Avrupa Mobil Pazarı ve Hizmete Dayalı Rekabet
Yazının ilk bölümünde istatistiki veriler ışığında Avrupa mobil telekomünikasyon pazarının bugün ulaştığı durum değerlendirilmekte, ikinci bölümde ise mobil pazarın oligopolistik yapısı göz önünde bulundurularak AB’nin ikincil spektrum ticaretine bakışı ve Avrupa mobil pazarında kendi şebekelerine sahip olan 2G (GSM) ve 3G (UMTS) işletmecileri dışındaki hizmet sağlayıcılara neden ihtiyaç duyulduğu hakkında bilgi verilmektedir.
1-Avrupa Mobil Telekomünikasyon Pazarına Genel Bir Bakış
Avrupa Komisyonu raporlarına göre Avrupa genelinde mobil hizmetlerden elde edilen gelirler, sabit ses hizmetlerinden elde edilen gelirleri geçmiş durumdadır. Aynı zamanda, mobil abone yoğunluğu oranlarının Avrupa’da doyum noktasına doğru yaklaştığı bir gerçektir. 2004 yılı sonu itibariyle abone yoğunluğu oranı 25 AB ülkesinde %83 civarındadır, 15 AB ülkesinde ise bir önceki yıla göre %6’lık büyüme ile %87’lik bir oran yakalanmıştır. Şekil 1’den de anlaşılabileceği gibi 2004 yılı itibariyle AB ülkelerinde 379 milyondan fazla mobil abone bulunmaktadır [1].
Bütün AB üyesi ülkelerde büyüme yaşanmış olsa da büyüme hızları ülkeden ülkeye değişiklik göstermektedir. Şekil 2’den de anlaşılabileceği üzere yeni üye ülkelerde büyüme oranlarının çok yüksek olduğu görülmektedir (Letonya’da %25, Litvanya’da %19 ve Estonya’da %16). Abone yoğunluğu oranlarının zaten yüksek olduğu üye ülkelerde ise büyüme oranlarının nispeten düşük olduğu anlaşılmaktadır [1].

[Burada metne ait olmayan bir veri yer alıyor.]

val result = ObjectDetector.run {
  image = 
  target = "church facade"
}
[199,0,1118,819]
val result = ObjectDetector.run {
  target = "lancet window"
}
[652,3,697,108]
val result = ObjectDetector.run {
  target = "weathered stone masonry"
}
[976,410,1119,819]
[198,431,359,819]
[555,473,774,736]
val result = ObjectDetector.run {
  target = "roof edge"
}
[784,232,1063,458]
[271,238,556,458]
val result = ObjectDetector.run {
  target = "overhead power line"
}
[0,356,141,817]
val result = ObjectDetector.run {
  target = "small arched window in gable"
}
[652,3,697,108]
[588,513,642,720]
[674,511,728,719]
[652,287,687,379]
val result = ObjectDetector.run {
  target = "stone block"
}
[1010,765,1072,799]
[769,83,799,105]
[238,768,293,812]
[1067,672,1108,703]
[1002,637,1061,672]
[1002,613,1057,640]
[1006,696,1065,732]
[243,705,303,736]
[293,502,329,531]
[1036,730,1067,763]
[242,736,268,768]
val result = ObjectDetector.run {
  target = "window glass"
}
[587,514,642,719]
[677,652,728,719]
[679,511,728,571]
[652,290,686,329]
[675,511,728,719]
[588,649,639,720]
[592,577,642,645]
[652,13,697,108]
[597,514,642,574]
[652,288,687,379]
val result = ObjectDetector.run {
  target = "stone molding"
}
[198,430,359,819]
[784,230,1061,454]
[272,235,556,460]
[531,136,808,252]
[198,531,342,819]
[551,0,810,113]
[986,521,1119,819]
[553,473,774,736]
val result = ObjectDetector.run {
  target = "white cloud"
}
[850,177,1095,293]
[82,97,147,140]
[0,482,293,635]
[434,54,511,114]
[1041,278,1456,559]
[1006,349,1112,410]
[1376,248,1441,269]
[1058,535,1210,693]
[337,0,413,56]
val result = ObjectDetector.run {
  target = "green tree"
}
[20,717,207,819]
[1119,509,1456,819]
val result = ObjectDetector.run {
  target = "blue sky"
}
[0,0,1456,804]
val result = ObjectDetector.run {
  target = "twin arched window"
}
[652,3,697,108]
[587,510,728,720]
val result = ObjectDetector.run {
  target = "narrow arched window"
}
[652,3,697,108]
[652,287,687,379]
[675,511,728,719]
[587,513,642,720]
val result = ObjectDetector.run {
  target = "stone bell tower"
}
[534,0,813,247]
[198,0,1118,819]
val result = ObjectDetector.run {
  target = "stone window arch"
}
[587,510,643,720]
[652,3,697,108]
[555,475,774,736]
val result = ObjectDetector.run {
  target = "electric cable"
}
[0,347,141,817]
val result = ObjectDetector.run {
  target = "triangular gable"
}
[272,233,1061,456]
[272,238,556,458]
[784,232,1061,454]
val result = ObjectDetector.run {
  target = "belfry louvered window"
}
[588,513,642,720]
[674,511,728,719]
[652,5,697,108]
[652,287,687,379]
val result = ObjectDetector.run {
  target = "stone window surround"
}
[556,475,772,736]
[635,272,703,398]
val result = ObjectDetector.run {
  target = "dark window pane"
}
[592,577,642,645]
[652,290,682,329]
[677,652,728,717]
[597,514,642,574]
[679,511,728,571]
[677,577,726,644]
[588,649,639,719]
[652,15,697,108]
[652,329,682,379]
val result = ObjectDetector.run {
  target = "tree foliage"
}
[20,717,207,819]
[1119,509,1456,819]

Kaynak: AB, 2004, 10 uncu Rapor
Şekil 1 AB’de mobil abone sayıları ve ortalama abone yoğunluğu oranları
Kaynak: AB, 2004, 10 uncu Rapor
Şekil 2 Bazı AB ülkelerinde büyüme oranları
Mobil telekomünikasyon pazarı, Avrupa ekonomisinin büyüyen bir kesimini temsil etmektedir ve yeni nesil mobil veri uygulamalarının bu trendi daha da hızlandıracağı düşünülmektedir.
Kaynak: Saidani, R., 2004, MVNO in Europe
Şekil 3 Avrupa toplam telekomünikasyon pazar değerlerine karşılık gelen mobil pazar değerleri
Şekil 3’te gösterildiği üzere; 2003 yılında AB telekomünikasyon hizmetleri sektöründeki toplam gelirlerin %44’ünden fazlası mobil telekomünikasyon pazarından elde edilmiştir ve bu oranın ilerleyen yıllarda daha da artacağı tahmin edilmektedir.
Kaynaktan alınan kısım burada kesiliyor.